The Liberian Senate has decided to meet with the House of Representatives to proceed to advise President Ellen Johnson Sirleaf to
declare a state of emergency in the wake of the growing spread of the deadly Ebola disease in the country.
A state of emergency may be declared by the President, in consultation with the National Legislature, under Article 86 (b) of the Liberian Constitution, only where there is a threat or outbreak of war or civil unrest affecting the existence, security or well-being of the Republic amounting to a clear and present danger.
The Senate holds the opinion that the outbreak of Ebola is a threat to the existence and livelihood of Liberians, and imposes a serious danger to the well-being of women, children, boys and girls.
According to the Liberia News Agency, Plenary reached the decision following briefings and discussions from the Chairman of the Committee on Health, Dr.

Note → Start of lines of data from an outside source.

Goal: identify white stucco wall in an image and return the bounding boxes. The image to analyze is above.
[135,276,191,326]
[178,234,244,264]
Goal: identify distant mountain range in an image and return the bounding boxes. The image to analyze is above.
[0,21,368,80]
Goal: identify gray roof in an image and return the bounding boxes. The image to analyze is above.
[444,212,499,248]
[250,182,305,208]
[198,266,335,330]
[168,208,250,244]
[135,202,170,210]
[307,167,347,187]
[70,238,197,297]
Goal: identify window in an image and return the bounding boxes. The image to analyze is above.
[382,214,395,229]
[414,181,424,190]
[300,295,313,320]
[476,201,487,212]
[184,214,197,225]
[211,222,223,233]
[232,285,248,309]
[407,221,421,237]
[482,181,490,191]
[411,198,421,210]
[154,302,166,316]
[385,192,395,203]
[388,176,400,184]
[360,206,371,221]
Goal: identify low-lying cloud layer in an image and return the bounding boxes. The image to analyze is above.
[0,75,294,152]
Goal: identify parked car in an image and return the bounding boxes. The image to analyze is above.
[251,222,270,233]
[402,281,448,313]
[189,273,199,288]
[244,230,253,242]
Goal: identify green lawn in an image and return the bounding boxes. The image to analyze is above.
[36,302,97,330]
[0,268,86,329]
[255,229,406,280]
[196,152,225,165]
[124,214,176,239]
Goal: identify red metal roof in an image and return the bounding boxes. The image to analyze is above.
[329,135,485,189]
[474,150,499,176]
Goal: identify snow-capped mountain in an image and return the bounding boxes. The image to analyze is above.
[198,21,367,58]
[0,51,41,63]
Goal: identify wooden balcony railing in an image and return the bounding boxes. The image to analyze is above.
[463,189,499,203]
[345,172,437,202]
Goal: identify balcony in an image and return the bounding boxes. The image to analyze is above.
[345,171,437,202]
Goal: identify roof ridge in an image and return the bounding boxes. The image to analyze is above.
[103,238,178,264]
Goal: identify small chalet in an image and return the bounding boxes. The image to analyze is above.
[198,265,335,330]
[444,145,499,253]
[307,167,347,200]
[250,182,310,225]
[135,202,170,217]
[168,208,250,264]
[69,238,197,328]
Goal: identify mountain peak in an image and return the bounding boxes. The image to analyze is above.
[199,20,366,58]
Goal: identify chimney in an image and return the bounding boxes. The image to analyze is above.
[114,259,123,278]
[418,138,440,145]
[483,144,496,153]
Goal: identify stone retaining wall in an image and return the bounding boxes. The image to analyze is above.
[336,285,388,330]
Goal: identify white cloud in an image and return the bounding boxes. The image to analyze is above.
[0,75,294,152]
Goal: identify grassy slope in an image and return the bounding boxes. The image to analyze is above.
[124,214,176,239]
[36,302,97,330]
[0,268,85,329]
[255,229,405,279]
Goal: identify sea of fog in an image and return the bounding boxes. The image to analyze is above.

Peter Coleman, on July 17.
The committee in its report said that at least 107 persons have died from the disease since its outbreak in the country.
Coleman, in the report, stated that the disease has spread to seven counties in Liberia, namely Nimba, Bong, Margibi, Grand Cape Mount, Lofa, Bomi and Montserrado, and is far ahead of what the health sector alone is able to deal with.
“Ladies and Gentleman, this disease has no border and knows no one, let’s take it seriously and sensitize our people on how to contain this virus before it spreads to the remaining eight counties,” he maintained.
He added that even though money is important to set up isolation units, have burial teams, and provide protective gears for those counties in the response phase, the issues of carrying out the message by every citizen must be key in the containment of this deadly Ebola virus.
Recently, Maryland Senator Dan Morias proposed the declaration of state of emergency in the country, because Liberians were not adhering to simple instructions on how to stop the spread of the killer disease.